Na manhã seguinte, quando o rapaz vai buscar suas coisas e a encontra usando seu terno e chapéu, Toddy percebe que ninguém a reconheceu. É então que tem uma ideia ousada: Victoria se passará por um homem e será apresentada como transformista ao mais requisitado agente de Paris, se apresentando nas casas noturnas mais badaladas da cidade. Com o cabelo cortado e vestida como o Conde Victor Grezhinski — um suposto transformista polonês —, Victoria engana a todos e conquista o público com uma performance eletrizante. Nesse mesmo momento, entra em cena o gângster King Marchand, que se encanta pelo show de estreia de “Victor”, mas passa a investigar se está apaixonado por uma mulher disfarçada ou por um homem.

A partir daí, o filme envereda pelos caminhos típicos das comédias de Edwards, com personagens descobrindo (ou quase descobrindo) o segredo, enquanto Julie Andrews brilha alternando entre suas versões de “Victor” e “Victoria”. Embora não seja exatamente convincente como homem, Andrews é o coração do filme, entregando uma protagonista carismática e impossível de não se gostar. As músicas estão no tom certo, e os números musicais são memoráveis. “Le Jazz Hot”, que apresenta “Victor” ao público, é uma sequência deliciosa de assistir e ouvir, com Andrews dominando cada nota com maestria.

Apesar de certos aspectos do filme terem envelhecido, o longa permanece divertido e tocante à sua maneira. Hoje, muitos podem se identificar com os dilemas de Marchand em relação à sua própria sexualidade, tornando o filme ainda relevante. Quarenta anos depois, Victor/Victoria continua sendo um clássico e um dos pontos altos na carreira de Andrews e no repertório de Edwards.

Como assim “O último musical”?

Victor/Victoria foi um sucesso de crítica e público. A performance de Julie Andrews foi aclamada e lhe rendeu o Globo de Ouro de Melhor Atriz, além de uma indicação ao Oscar (perdeu para Meryl Streep por A Escolha de Sofia). Muitos acreditam que Andrews merecia a estatueta, considerando sua atuação como uma das melhores daquele ano.

Em 1995, Blake Edwards decidiu adaptar o filme para os palcos da Broadway, com Julie retornando ao papel principal aos 60 anos. No entanto, a peça recebeu críticas mistas — muitos apontaram que Edwards não conseguiu transpor a magia do cinema para o teatro. Ainda assim, Andrews foi indicada ao Tony pelo papel, sua única indicação ao prêmio. Demonstrando humildade, recusou a indicação em solidariedade à equipe, alegando que outros aspectos da produção também mereciam reconhecimento.

Em 1997, Julie deixou o musical após perceber uma rouquidão persistente em sua voz. No mesmo ano, passou por uma cirurgia para remover nódulos não cancerígenos da garganta — um procedimento que comprometeu sua capacidade de cantar permanentemente. A perda de sua voz foi um golpe profundo, mas não impediu que continuasse ativa na carreira.

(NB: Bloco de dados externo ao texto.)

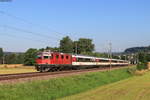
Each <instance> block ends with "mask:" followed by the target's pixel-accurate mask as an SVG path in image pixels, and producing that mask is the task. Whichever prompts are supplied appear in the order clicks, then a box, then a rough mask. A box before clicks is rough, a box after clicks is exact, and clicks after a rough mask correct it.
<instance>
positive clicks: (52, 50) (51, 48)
mask: <svg viewBox="0 0 150 100" xmlns="http://www.w3.org/2000/svg"><path fill="white" fill-rule="evenodd" d="M45 50H50V51H53V52H59V48H58V47H48V46H47V47H46V48H45Z"/></svg>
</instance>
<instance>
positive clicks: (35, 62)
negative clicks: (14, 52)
mask: <svg viewBox="0 0 150 100" xmlns="http://www.w3.org/2000/svg"><path fill="white" fill-rule="evenodd" d="M37 52H38V50H37V49H33V48H30V49H28V50H27V51H26V52H25V54H24V64H25V65H35V63H36V62H35V59H36V56H37Z"/></svg>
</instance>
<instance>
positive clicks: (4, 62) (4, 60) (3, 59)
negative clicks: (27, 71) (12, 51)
mask: <svg viewBox="0 0 150 100" xmlns="http://www.w3.org/2000/svg"><path fill="white" fill-rule="evenodd" d="M3 64H5V56H4V55H3Z"/></svg>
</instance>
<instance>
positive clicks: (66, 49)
mask: <svg viewBox="0 0 150 100" xmlns="http://www.w3.org/2000/svg"><path fill="white" fill-rule="evenodd" d="M60 51H61V52H64V53H73V41H72V40H71V39H70V38H69V36H66V37H64V38H63V39H62V40H60Z"/></svg>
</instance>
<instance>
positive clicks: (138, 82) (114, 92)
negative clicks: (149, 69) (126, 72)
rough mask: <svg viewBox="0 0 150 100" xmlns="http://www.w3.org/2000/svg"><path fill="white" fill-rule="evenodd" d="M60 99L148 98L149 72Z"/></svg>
mask: <svg viewBox="0 0 150 100" xmlns="http://www.w3.org/2000/svg"><path fill="white" fill-rule="evenodd" d="M61 100H150V72H147V73H146V74H144V75H143V76H134V77H131V78H128V79H126V80H122V81H119V82H115V83H112V84H108V85H105V86H102V87H98V88H96V89H93V90H90V91H87V92H83V93H80V94H77V95H73V96H68V97H65V98H63V99H61Z"/></svg>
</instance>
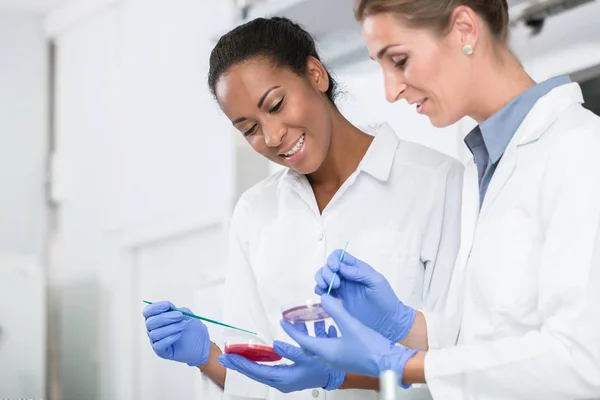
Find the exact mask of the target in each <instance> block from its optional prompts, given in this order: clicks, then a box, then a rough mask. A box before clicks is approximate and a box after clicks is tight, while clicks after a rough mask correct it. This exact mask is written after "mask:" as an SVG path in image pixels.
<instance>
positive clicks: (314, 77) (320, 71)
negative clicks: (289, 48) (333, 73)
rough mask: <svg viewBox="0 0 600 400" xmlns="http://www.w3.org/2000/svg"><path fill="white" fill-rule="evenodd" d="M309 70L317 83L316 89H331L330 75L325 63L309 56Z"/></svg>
mask: <svg viewBox="0 0 600 400" xmlns="http://www.w3.org/2000/svg"><path fill="white" fill-rule="evenodd" d="M307 70H308V71H307V72H308V75H309V77H310V79H311V81H312V83H313V84H314V85H315V87H316V89H317V90H318V91H319V92H321V93H325V92H327V90H328V89H329V75H328V74H327V70H325V67H324V66H323V64H322V63H321V62H320V61H319V60H317V59H316V58H314V57H309V58H308V61H307Z"/></svg>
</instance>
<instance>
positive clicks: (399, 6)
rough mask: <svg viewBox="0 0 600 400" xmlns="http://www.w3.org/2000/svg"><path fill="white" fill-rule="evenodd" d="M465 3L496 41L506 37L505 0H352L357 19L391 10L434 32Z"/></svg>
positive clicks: (409, 21) (384, 12)
mask: <svg viewBox="0 0 600 400" xmlns="http://www.w3.org/2000/svg"><path fill="white" fill-rule="evenodd" d="M458 6H467V7H469V8H471V9H472V10H473V11H474V12H475V13H477V15H479V16H480V17H482V18H483V19H484V20H485V22H486V23H487V25H488V29H489V31H490V32H491V34H492V35H493V36H494V38H496V39H497V40H498V41H500V42H503V43H506V41H507V40H508V32H509V28H508V3H507V1H506V0H355V2H354V15H355V17H356V19H357V20H358V21H363V20H364V19H365V18H366V17H368V16H370V15H375V14H384V13H390V14H394V15H395V16H396V17H398V18H400V19H401V20H402V21H404V22H406V23H408V24H410V26H412V27H415V28H430V29H433V30H434V31H436V32H437V33H444V32H446V31H447V30H448V27H449V24H450V16H451V15H452V11H454V9H455V8H456V7H458Z"/></svg>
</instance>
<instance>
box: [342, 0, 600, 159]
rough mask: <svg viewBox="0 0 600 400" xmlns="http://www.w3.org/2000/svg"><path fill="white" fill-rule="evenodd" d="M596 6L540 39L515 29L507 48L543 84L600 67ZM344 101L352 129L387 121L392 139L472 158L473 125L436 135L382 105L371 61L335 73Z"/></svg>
mask: <svg viewBox="0 0 600 400" xmlns="http://www.w3.org/2000/svg"><path fill="white" fill-rule="evenodd" d="M598 21H600V1H595V2H592V3H590V4H586V5H583V6H580V7H578V8H575V9H573V10H571V11H568V12H565V13H562V14H559V15H558V16H555V17H551V18H548V19H547V21H546V25H545V27H544V29H543V31H542V32H541V34H540V35H538V36H531V34H530V31H529V29H527V28H525V27H522V26H519V27H518V28H517V29H515V30H514V32H513V34H512V37H511V39H512V40H511V47H512V49H513V51H514V52H515V54H516V56H517V57H518V58H519V59H520V60H521V61H522V62H523V64H524V66H525V68H526V70H527V71H528V72H529V73H530V74H531V75H532V76H533V77H534V79H536V80H538V81H541V80H544V79H548V78H550V77H553V76H557V75H561V74H571V73H573V72H577V71H580V70H583V69H586V68H589V67H591V66H594V65H600V24H599V23H598ZM334 73H335V74H336V77H337V78H338V80H339V81H340V83H341V87H342V89H343V90H345V92H346V95H345V96H342V97H341V98H340V100H339V101H338V104H339V106H340V109H341V110H342V112H344V114H345V115H346V116H347V117H348V118H349V119H350V120H351V121H352V122H354V123H355V124H366V123H369V122H374V121H375V122H376V121H387V122H388V123H390V125H392V127H393V128H394V129H395V130H396V133H397V134H398V135H399V136H400V137H401V138H403V139H405V140H411V141H414V142H417V143H422V144H425V145H427V146H430V147H433V148H435V149H437V150H439V151H442V152H445V153H447V154H449V155H451V156H453V157H456V158H458V159H460V160H465V159H466V158H468V157H470V153H469V151H468V150H467V149H466V147H465V146H464V143H463V140H462V139H463V137H464V136H465V135H466V134H467V133H468V132H469V131H470V130H471V129H472V127H473V126H474V125H475V123H474V121H472V120H470V119H468V118H466V119H464V120H462V121H460V122H459V123H457V124H455V125H454V126H451V127H448V128H445V129H437V128H434V127H432V126H431V124H430V123H429V120H428V118H426V117H424V116H421V115H419V114H417V113H416V112H415V110H414V107H410V106H408V105H407V104H406V102H399V103H395V104H389V103H388V102H387V101H386V100H385V96H384V89H383V79H382V76H381V72H380V71H379V67H378V66H377V64H376V63H375V62H373V61H371V60H364V61H360V62H357V63H354V64H351V65H348V66H346V67H344V68H339V69H337V70H336V71H334Z"/></svg>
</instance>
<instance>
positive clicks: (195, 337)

Em 1998, dublou a arara Polinésia no revival de Dr. Dolittle. Em 2000, foi condecorada Dama do Império Britânico pela Rainha Elizabeth II. E, em 2001, voltou às telas em O Diário da Princesa, interpretando a Rainha Clarisse, avó da protagonista. Na continuação, lançada em 2004, cantou pela primeira vez desde a cirurgia, em um dueto com Raven-Symoné. Embora o filme tenha recebido críticas negativas, o momento é lembrado até hoje como um símbolo de sua resiliência vocal.

Desde então, Julie Andrews não apareceu mais nos cinemas, mas segue ativa. Apresenta um programa infantil na Netflix, consolidou-se como autora (recentemente publicou suas memórias) e emprestou sua voz a grandes franquias como Shrek, Meu Malvado Favorito e Aquaman. Seu trabalho mais recente é como a narradora Lady Whistledown na série de época Bridgerton, mais uma prova de que, mesmo com a voz transformada, Julie Andrews segue encantando o público com seu talento atemporal.